One of the most debated topics this election is that of healthcare. There is no doubt that the state of healthcare in this country is dire, but the candidates have vastly different opinions about what it will take to fix it. Whether Obama’s Affordable Care Act stays in place or Romney takes office and makes his own changes, there will be a tremendous impact on the field of healthcare and the people who work in it.
Basics of Romney’s Platform
Mitt Romney has stated that the first thing he would do as President is to appeal Obama’s Affordable Care Act, encourage people to buy health insurance in the individual market, and provide block grants to individual states for Medicaid. According to the Massachusetts Institute of Technology professor Jonathan Gruber, this could be a problem because the block grants provided states will not grow as fast as the needs for Medicaid. In addition, many people cannot afford to buy individual health insurance and will go untreated or will seek treatment at emergency rooms. These individuals often seek all their medical treatment in the ER, and many are unable to pay. This drives up costs for everyone.
Basics of Obama’s Platform
Obama’s Affordable Care Act will make sure more people are covered for healthcare. Those who do not have the opportunity to get coverage through an employer will have the chance to buy health insurance through an exchange. In addition, those unable to afford insurance will receive aid from the government. The downside of this plan is that it will cost the federal government around $1.17 trillion over the next decade. Experts believe that repealing the plan will increase healthcare costs further as increasing numbers of people continue to go uninsured.
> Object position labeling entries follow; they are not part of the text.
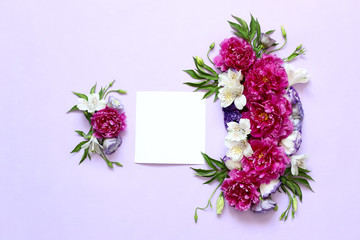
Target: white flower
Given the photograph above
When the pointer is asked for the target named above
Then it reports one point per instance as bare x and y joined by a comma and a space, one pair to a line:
93, 145
92, 104
238, 131
296, 162
230, 164
228, 95
289, 143
237, 150
230, 79
296, 76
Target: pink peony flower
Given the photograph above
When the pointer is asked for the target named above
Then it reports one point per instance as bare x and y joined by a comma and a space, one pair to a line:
268, 161
269, 117
235, 53
266, 77
241, 190
108, 123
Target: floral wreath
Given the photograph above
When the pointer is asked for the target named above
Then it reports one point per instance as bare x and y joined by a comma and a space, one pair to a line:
263, 115
107, 122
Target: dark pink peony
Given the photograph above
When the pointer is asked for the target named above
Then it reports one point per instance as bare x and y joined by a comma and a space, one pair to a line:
235, 53
269, 117
266, 77
268, 161
241, 190
108, 123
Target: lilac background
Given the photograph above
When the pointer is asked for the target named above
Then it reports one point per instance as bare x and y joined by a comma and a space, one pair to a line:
49, 48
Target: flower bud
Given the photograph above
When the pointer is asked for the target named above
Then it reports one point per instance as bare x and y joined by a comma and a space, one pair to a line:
199, 61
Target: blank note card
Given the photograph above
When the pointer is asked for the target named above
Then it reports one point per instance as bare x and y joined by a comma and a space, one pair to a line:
170, 128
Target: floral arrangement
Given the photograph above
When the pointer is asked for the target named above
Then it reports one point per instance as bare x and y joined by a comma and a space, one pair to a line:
107, 122
263, 116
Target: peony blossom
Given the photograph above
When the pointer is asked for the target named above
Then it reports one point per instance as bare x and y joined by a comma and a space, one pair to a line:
92, 104
235, 53
296, 76
229, 95
271, 187
108, 123
93, 145
266, 77
267, 162
240, 190
296, 162
269, 117
237, 150
238, 131
230, 164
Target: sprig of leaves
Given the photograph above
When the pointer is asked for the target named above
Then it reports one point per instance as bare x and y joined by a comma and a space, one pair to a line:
217, 172
290, 186
207, 77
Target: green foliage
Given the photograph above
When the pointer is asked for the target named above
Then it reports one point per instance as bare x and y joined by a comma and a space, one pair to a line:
290, 186
208, 76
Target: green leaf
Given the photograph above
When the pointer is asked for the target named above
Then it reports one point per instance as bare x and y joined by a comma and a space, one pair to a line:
193, 74
93, 89
242, 22
208, 161
80, 95
270, 32
74, 108
303, 182
298, 190
78, 147
198, 84
220, 203
81, 133
252, 28
86, 152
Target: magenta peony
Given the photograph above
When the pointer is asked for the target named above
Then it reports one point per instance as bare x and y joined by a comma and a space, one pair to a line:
235, 53
268, 161
266, 77
241, 190
108, 123
269, 117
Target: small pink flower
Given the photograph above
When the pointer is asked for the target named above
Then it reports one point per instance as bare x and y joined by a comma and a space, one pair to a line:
269, 117
268, 161
266, 77
235, 53
108, 123
241, 190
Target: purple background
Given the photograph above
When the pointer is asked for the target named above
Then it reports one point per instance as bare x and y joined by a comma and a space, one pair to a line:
49, 48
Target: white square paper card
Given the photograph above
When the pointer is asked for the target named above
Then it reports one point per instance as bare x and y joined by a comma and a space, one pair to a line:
170, 128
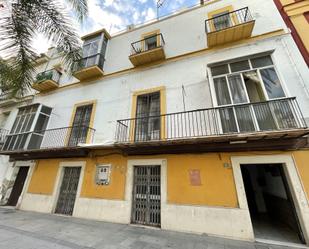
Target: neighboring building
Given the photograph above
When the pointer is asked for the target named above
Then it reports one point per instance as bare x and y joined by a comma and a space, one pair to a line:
295, 13
196, 123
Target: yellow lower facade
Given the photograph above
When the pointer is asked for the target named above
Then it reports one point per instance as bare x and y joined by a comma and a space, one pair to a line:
217, 186
205, 193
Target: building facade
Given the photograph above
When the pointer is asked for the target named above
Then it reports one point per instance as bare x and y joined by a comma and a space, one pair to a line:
196, 122
295, 13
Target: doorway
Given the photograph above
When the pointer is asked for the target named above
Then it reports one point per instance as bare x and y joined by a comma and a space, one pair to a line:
68, 190
18, 186
146, 201
270, 203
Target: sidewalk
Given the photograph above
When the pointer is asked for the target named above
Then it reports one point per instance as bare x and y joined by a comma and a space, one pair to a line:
28, 230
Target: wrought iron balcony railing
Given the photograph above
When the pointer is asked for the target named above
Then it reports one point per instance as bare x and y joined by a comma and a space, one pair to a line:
49, 139
228, 20
147, 44
51, 74
3, 134
273, 115
89, 61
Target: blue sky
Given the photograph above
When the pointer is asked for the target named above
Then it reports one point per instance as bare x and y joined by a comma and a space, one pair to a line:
115, 15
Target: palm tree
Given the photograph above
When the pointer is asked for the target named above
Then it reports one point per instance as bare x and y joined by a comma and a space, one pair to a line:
20, 21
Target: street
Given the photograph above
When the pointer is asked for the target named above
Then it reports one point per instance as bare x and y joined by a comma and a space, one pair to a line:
28, 230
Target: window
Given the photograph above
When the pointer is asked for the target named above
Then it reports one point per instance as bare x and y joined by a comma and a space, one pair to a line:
148, 117
80, 126
28, 129
151, 42
94, 51
251, 80
103, 174
222, 21
248, 81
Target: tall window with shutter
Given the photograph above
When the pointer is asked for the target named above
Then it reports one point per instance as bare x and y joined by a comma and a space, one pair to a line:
80, 126
148, 117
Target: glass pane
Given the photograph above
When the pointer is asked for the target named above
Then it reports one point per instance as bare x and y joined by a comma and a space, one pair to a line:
151, 42
244, 119
32, 116
237, 90
228, 123
41, 123
35, 141
222, 21
218, 70
94, 48
240, 66
261, 61
264, 117
86, 49
272, 83
222, 92
46, 110
148, 117
254, 86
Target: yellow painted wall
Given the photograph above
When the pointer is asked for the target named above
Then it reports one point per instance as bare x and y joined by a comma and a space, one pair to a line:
43, 177
302, 27
217, 182
116, 188
302, 163
295, 11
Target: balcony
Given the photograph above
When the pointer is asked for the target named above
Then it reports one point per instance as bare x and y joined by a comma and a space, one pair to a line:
3, 134
148, 50
230, 27
47, 81
52, 139
89, 67
6, 99
271, 119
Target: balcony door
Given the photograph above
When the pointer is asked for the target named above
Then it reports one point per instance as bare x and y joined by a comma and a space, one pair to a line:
91, 49
148, 112
244, 90
222, 21
80, 126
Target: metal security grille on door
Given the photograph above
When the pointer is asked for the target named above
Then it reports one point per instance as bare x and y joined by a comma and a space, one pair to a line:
68, 190
146, 207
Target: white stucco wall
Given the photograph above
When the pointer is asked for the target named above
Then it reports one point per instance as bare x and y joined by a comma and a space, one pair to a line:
114, 94
183, 33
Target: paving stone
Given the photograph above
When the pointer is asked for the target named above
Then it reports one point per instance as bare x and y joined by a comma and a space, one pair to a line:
29, 230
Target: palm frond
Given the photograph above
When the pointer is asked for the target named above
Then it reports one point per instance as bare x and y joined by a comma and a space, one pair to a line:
16, 31
18, 28
53, 22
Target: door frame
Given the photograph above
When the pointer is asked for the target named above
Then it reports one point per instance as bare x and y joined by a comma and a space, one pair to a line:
294, 183
16, 167
130, 183
59, 178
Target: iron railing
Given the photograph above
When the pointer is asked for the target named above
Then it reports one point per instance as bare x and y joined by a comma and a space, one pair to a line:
51, 74
49, 139
273, 115
147, 44
89, 61
228, 20
3, 134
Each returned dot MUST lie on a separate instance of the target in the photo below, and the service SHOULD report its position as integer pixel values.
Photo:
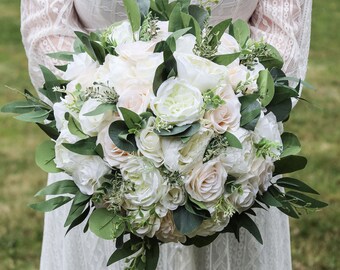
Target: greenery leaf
(59, 187)
(291, 144)
(45, 155)
(185, 221)
(265, 84)
(51, 204)
(290, 164)
(295, 184)
(85, 147)
(106, 224)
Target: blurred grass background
(315, 237)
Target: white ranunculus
(206, 182)
(88, 172)
(149, 143)
(227, 116)
(264, 169)
(144, 222)
(239, 161)
(121, 33)
(81, 69)
(183, 157)
(244, 197)
(228, 45)
(59, 110)
(146, 180)
(177, 102)
(185, 44)
(168, 232)
(198, 71)
(114, 156)
(92, 124)
(174, 197)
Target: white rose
(198, 71)
(88, 172)
(92, 124)
(121, 33)
(239, 161)
(185, 44)
(149, 143)
(114, 156)
(228, 45)
(227, 116)
(167, 232)
(244, 197)
(148, 183)
(81, 69)
(174, 197)
(264, 169)
(183, 157)
(144, 222)
(206, 182)
(177, 102)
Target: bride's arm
(285, 24)
(46, 26)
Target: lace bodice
(48, 25)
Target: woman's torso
(96, 14)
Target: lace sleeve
(285, 24)
(46, 26)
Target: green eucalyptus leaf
(106, 224)
(59, 187)
(290, 164)
(51, 204)
(45, 155)
(85, 147)
(266, 88)
(233, 141)
(225, 59)
(304, 200)
(34, 116)
(291, 144)
(295, 184)
(185, 221)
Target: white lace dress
(48, 25)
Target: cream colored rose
(198, 71)
(174, 197)
(177, 102)
(91, 125)
(206, 182)
(147, 182)
(114, 156)
(227, 116)
(167, 232)
(149, 143)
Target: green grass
(315, 237)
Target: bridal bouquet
(167, 129)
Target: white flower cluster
(167, 171)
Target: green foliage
(45, 155)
|Coverage for young adults||Covered on parent’s policies until the age of 26||People can buy coverage across state lines; individual plans can decide how long dependents are covered|
|Coverage for pre-existing conditions||People cannot be denied coverage for illnesses or disabilities||Protects those with pre-existing conditions as long as they have maintained continuous coverage|
|Choices in coverage||Choice of private health plans through an exchange; tax breaks to cover insurance costs; employers pay premiums pretax; penalty for not choosing coverage||Choice of plans through insurance exchange; no penalty for not participating; no stated stance on tax credits|
|Premiums||Insurers may charge premiums based on age, smoking, family size, etc.||Regulate premiums by pooling high-risk people; no details on how change will be incorporated|
|Medicaid||Available to individuals under the age of 65 who have incomes of up to 138% of poverty level; children in households with incomes between 100% and 133% of poverty level will transition to Medicaid||Give states control of who receives Medicaid; funding through block grants from the federal government|
|Medicare||Reduction of payments to hospitals and Medicare providers; free coverage for preventive healthcare; closes prescription coverage gap||Senior citizens receive voucher to cover cost of low-cost health plans|
It is plain to see that each candidate has a vastly different view of how to provide the best medical care to the nation’s citizens while still keeping costs under control. This election will have a dramatic impact on everyone in the country, especially those working in healthcare. With the big day looming, now is the time to research each candidate’s platform thoroughly so you can make an informed vote.